CAM Investment Grade Weekly Insights
What a difference a few days makes. The investment grade credit market, like equities, went out with a whimper last week. On Monday, with the stimulus package in limbo, a deluge of supply pushed spreads out to their widest levels of the year, and the Bloomberg Barclays Corporate Index closed at 373. The next few days saw a much improved tone, and even in the face of a historically large primary calendar, spreads ratcheted in 71 basis points to close Thursday at 302. To put this 71 basis point move into context, it was larger than the yearly range of the corporate index for each of the preceding three years, and it took only three days; truly a stunning reversal.

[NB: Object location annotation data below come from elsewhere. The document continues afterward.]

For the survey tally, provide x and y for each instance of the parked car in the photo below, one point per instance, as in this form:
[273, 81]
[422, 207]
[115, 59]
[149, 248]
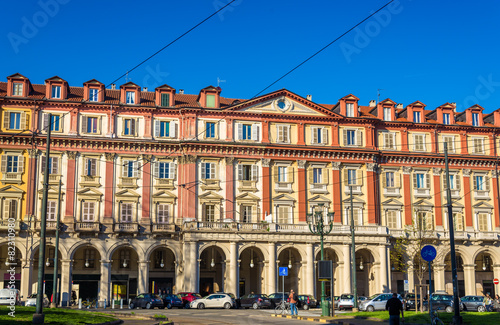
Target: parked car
[147, 300]
[171, 300]
[215, 300]
[187, 297]
[377, 302]
[409, 301]
[308, 301]
[255, 300]
[277, 297]
[31, 301]
[440, 302]
[472, 303]
[7, 294]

Even with the improved tone, through Thursday, the index was down -5.96% year-to-date while the S&P 500 was down -18.21%.
The primary market continues to bustle with activity and through Thursday it easily smashed the record for its busiest week in history. $98.9 billion had priced through Thursday eclipsing the previous weekly record of $74.8 billion, according to data compiled by Bloomberg. There are several deals in the market as we go to print on Friday morning which will push the final weekly total north of $100 billion. The bulk of the issuance this week was from highly rated issuers with “A” credit ratings but we started to see some BAA-rated issuers get into the mix as the week wore on. There is one lower quality BAA issuer in the market on Friday morning which is really the first of its kind in recent weeks so we will get an idea about how the market feels about lending to more challenged credit stories.
Investment grade credit was hit with major outflows for the fourth consecutive week. Flows for the week of March 19-25 were -$43.3bln according to data compiled by Wells Fargo. The four week total was nearly -$100bln. Year-to-date flows are now negative to the tune of -$28bln. We would like to think that with an improved tone that many of the panic sellers and leveraged fast money has exited a space that is more suited for strategic permanent capital. Improving flows can only help to further strengthen the tone in the credit markets.